A literature review published in 2015 in the Journal of Clinical & Diagnostic Research lists symptoms of sensitivity to mercury and nickel. If you experience any of these symptoms, replacing your mercury fillings with porcelain fillings may resolve the issue:

  • Mercury sensitivity: lesions on the oral mucosa and skin of the neck and face (most commonly oral lichenoid lesions) and burning mouth syndrome

  • Nickel sensitivity: a burning sensation, gingival hyperplasia, and a feeling of numbness on the sides of the tongue

The article doesn’t list symptoms of allergies to any other metals used in amalgam restorations. However, if you experience a burning sensation or skin lesions near your fillings, a metal sensitivity could be the cause.

Galvanic Shock

Finally, mercury fillings could cause a galvanic shock if they touch other gold fillings in your mouth with saliva acting as a conductor. 

If you experience pain in or near teeth with gold and silver fillings and don't otherwise have oral lesions or irritation, the discomfort may be the result of galvanic shock in rare cases.

When to See a Dentist

If you have silver fillings that are causing discomfort in any way, it is a good idea to have them checked out by your dental provider to see if they are in good shape or require replacement.

In many cases, it may be safest to leave your amalgam fillings in. However, if you have a metal allergy, you’re experiencing galvanic shock, or your current amalgam fillings need replacing, replacing your “silver fillings” with a different kind of filling could be the best solution.

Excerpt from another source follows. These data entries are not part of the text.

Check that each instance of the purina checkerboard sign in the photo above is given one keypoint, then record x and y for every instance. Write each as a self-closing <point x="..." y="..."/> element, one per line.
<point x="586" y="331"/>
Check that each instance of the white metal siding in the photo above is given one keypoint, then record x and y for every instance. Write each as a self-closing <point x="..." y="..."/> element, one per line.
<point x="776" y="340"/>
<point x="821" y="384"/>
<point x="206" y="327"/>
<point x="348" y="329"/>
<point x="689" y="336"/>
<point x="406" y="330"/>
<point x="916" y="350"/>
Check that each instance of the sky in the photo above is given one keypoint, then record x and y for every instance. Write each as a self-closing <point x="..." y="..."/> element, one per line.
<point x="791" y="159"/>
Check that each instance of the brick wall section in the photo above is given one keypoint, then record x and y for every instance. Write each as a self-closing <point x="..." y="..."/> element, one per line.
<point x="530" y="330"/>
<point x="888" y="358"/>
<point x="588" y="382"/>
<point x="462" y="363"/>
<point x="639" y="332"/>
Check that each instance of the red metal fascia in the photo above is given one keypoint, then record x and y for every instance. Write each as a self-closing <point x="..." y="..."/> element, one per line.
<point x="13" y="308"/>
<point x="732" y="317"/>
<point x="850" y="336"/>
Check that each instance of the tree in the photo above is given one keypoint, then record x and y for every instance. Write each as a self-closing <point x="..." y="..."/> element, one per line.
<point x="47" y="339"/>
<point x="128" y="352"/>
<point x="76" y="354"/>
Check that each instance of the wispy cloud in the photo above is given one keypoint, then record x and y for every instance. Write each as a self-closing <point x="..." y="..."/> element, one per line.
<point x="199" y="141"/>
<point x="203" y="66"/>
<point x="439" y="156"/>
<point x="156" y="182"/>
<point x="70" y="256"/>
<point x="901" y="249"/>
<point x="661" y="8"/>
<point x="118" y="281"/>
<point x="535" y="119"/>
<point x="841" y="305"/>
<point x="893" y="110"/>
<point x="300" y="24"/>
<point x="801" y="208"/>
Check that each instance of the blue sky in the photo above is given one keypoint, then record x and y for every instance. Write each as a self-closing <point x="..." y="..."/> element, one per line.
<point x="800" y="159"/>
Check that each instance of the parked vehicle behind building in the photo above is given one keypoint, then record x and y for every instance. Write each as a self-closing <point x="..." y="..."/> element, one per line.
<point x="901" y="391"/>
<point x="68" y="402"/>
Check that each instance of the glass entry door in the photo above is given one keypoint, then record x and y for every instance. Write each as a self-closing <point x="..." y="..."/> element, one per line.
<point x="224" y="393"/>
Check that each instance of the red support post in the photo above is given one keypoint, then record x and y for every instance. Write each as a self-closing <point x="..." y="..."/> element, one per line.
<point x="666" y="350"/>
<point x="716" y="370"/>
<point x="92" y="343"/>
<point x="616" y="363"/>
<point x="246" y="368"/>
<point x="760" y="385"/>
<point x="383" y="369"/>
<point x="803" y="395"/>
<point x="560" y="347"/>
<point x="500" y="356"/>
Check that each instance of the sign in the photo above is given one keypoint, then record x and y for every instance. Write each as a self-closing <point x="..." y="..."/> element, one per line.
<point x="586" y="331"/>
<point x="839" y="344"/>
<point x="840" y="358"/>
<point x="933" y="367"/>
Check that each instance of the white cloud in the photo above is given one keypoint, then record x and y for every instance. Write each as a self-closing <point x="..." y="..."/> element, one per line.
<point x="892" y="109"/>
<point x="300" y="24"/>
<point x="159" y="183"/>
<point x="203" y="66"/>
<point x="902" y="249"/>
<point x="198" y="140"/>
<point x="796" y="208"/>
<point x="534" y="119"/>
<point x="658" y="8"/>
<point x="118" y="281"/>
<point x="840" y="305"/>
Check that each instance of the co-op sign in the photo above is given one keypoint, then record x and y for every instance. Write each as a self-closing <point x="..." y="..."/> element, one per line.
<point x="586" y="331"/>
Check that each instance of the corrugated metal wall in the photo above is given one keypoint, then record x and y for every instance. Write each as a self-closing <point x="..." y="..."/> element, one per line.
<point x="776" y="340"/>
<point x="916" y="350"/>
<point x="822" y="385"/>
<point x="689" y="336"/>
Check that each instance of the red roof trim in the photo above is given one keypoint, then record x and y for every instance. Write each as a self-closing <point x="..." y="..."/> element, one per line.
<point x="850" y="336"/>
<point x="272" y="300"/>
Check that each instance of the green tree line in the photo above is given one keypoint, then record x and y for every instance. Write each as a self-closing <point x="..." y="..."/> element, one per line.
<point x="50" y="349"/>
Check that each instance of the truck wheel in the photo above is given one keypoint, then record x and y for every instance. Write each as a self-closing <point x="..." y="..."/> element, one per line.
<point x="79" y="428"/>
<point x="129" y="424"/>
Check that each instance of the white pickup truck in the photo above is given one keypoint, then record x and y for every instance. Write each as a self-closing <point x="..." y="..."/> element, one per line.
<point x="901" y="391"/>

Replacing Old Silver Fillings

natural tooth color composite fillings

Due to a fear of mercury toxicity and from older fillings wearing down over time, many people have started having their silver fillings replaced with new tooth-colored composite fillings or porcelain fillings. And if stronger, unequivocal proof comes out in the future that the mercury in silver fillings causes health damage, there will likely be a lot more people opting to have them removed.

For maximum longevity, porcelain inlays and onlays are an excellent long-term replacement solution for dental amalgam restorations. Not only are porcelain restorations tooth-colored, but they are extremely strong, resistant to staining, and much longer-lasting than alternatives like composite resin.

Deciding Whether to Have Mercury Fillings Replaced

If you decide to have your silver fillings removed, make sure you ask questions to get all the facts and check that the dentist uses an amalgam separator to protect the area. Otherwise, keep an eye on your amalgam fillings for any signs of cracks or breakage and only have them replaced if they are damaged.

The other main reasons to replace mercury fillings with tooth-colored porcelain fillings are:

  • If you want all your teeth to be completely white when you smile

  • If you are experiencing an allergic reaction

  • If you believe a health condition you have might be related to (low-level) mercury poisoning from fillings.

Whatever your specific need or concern, consulting with an experienced cosmetic dentist will help you make an informed decision.